ランサーエボリューションとともに、WRC競走用ベースマシンにして公道最速を目指した究極のロードカー、スバル・インプレッサWRX STIの系譜を紹介してきた。最終回はインプレッサの名が外れた、現行型のWRX STIだ。(ホリデーオート2019年5月号より)

インプレッサの名を外して独立した、世界最速レベルのAWDスポーツカー

「WRX STI(VAB型:2014年8月発表)」

画像: 初期型では標準装備だった大型リアウイングは現在はオプション。代わりにトランクスポイラーが標準装備される。

初期型では標準装備だった大型リアウイングは現在はオプション。代わりにトランクスポイラーが標準装備される。

インプレッサのトップモデルとして長年に渡り君臨してきたWRX STIだったが、2014年8月に登場したVAB型はインプレッサの名が外れ「WRX STI」として独立した車種となった。またボディ形状は5ドアハッチバックは廃止され、4ドアセダンのみとなった。

画像: エンジンは歴代インプレッサWRXに使われてきたEJ20型。たび重なる改良の末、最高出力308psと最大トルク422Nmに到達。

エンジンは歴代インプレッサWRXに使われてきたEJ20型。たび重なる改良の末、最高出力308psと最大トルク422Nmに到達。
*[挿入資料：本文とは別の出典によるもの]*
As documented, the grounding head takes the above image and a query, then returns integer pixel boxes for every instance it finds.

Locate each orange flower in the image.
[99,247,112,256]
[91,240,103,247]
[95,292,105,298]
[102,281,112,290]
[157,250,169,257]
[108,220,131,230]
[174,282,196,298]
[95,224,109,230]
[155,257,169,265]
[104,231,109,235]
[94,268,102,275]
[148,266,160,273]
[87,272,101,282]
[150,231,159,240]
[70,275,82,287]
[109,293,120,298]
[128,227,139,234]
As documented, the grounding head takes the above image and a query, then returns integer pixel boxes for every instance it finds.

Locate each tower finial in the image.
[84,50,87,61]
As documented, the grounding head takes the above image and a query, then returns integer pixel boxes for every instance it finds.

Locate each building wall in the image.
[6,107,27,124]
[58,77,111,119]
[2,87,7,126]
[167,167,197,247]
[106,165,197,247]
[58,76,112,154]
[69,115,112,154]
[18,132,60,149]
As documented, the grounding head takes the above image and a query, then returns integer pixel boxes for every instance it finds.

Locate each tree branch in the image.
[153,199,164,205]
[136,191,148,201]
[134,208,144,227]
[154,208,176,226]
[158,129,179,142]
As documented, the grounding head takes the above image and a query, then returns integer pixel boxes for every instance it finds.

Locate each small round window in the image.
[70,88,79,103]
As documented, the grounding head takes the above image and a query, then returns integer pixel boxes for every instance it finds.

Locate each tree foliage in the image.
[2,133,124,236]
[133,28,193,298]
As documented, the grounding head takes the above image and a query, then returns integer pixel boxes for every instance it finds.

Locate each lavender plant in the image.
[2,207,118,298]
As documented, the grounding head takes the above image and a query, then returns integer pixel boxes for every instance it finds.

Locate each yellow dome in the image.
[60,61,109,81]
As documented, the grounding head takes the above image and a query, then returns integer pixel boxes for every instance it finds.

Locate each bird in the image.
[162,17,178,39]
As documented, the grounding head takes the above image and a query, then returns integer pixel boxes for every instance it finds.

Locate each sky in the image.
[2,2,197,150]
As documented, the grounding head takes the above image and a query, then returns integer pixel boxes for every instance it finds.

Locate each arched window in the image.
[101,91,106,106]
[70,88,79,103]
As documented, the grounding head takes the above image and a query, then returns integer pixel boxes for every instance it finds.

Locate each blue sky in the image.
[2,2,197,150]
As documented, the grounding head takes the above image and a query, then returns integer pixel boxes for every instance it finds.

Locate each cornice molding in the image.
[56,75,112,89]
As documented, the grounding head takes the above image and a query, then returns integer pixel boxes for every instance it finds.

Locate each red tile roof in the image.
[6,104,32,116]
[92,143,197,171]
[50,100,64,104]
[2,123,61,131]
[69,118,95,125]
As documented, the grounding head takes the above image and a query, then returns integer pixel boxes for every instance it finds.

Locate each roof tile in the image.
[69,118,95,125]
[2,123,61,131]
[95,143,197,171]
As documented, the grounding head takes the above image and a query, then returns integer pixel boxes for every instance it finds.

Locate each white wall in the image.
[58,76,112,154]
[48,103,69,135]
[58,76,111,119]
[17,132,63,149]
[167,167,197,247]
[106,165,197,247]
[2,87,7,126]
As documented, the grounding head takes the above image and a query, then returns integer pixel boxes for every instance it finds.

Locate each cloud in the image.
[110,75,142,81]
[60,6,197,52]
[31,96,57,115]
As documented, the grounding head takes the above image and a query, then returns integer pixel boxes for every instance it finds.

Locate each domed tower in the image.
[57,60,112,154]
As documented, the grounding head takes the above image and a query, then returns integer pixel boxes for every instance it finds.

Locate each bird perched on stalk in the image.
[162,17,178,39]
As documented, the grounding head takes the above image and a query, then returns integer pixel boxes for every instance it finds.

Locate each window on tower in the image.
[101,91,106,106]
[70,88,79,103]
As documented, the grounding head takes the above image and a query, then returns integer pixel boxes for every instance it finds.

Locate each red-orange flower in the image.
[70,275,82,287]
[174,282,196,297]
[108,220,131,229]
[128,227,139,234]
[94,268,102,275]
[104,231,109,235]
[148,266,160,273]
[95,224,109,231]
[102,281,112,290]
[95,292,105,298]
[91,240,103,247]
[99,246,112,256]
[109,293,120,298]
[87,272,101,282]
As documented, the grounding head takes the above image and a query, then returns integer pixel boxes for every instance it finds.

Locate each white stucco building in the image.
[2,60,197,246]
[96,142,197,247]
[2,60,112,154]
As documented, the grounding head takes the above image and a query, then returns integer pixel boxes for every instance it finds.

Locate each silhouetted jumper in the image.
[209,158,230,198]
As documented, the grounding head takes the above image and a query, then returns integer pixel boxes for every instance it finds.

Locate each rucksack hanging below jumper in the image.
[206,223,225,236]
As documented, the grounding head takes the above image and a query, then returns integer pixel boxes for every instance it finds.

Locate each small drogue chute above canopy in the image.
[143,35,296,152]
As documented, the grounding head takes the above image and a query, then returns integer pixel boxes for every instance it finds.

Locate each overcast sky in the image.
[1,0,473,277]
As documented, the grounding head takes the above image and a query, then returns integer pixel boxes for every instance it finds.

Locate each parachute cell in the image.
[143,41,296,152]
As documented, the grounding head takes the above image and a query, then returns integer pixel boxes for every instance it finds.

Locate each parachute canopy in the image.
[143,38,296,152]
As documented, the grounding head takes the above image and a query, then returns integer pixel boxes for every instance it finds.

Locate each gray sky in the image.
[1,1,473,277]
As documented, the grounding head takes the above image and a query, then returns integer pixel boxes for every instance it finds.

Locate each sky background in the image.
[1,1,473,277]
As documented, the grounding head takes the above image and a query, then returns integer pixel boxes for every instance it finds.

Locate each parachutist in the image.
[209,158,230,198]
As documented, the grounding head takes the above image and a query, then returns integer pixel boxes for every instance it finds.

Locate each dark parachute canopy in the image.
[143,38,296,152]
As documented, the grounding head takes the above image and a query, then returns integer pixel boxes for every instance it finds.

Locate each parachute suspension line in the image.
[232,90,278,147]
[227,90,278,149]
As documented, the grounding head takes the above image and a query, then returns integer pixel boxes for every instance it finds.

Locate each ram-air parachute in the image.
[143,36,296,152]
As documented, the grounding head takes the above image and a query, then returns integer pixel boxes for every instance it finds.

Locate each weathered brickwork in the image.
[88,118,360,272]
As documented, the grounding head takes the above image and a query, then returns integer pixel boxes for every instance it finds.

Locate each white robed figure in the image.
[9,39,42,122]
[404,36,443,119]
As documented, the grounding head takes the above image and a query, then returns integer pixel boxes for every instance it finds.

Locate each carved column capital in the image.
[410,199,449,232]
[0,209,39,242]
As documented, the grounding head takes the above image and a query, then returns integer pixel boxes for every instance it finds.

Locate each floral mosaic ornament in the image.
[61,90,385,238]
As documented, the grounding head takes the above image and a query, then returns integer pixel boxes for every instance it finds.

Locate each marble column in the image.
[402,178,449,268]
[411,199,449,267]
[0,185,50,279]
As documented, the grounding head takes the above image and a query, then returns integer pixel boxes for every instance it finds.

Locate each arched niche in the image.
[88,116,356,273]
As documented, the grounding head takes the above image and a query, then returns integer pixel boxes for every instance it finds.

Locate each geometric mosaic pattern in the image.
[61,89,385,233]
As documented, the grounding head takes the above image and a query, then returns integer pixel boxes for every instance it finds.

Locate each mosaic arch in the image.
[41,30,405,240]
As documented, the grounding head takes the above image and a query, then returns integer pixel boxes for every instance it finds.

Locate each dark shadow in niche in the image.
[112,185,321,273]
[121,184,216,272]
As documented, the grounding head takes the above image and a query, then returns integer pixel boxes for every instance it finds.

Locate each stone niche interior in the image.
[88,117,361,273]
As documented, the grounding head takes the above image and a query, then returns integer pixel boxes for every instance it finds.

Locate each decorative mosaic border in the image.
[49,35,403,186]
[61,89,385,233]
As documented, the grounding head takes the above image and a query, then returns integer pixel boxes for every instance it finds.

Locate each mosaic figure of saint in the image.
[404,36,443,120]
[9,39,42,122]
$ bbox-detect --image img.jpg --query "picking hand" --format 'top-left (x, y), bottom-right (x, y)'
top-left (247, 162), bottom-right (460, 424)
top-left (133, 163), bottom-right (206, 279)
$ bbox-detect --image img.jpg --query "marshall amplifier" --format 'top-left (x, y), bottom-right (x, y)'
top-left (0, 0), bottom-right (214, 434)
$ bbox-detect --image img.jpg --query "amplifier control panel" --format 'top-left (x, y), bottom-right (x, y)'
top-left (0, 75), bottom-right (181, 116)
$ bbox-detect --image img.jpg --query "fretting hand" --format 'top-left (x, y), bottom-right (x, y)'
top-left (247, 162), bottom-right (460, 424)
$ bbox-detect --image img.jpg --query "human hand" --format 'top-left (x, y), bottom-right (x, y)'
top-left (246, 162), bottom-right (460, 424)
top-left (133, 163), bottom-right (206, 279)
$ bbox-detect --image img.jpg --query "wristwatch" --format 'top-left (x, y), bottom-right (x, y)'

エンジンは最高出力308ps、最大トルク43.0kgmを発生するEJ20型を搭載。これに6速MTが組み合わされる。

足回りにはWRX STI専用の倒立式フロントストラットサスペンションを踏襲し、サスペンションのジオメトリーの最適化と剛性アップも施された。また、ボディはねじり剛性を40%以上、曲げ剛性は30%以上も強化されている。

画像: 8000rpmからレッドゾーンの回転計、290km/hスケールの速度計を備え、赤の差し色が映えるインパネ。

8000rpmからレッドゾーンの回転計、290km/hスケールの速度計を備え、赤の差し色が映えるインパネ。

一方、4輪制御技術はインプレッサWRX STIの時代から使われ熟成が重ねられたマルチモードDCCD(ドライバーズ・コントロール・センターデフ)、マルチモードVDC(ビークル・ダイナミクス・コントロール)といった装備に加えて、アクティブトルクベクタリングも採用した。

これらの先進メカと前述の各部の剛性アップなどによってステアリング操作に対する反応が向上し、コーナリングの限界性能も高められた。

画像: シート地はアルカンターラ/本革のコンビネーション。電動式で快適性も重視したセミバケットシートとなっている。

シート地はアルカンターラ/本革のコンビネーション。電動式で快適性も重視したセミバケットシートとなっている。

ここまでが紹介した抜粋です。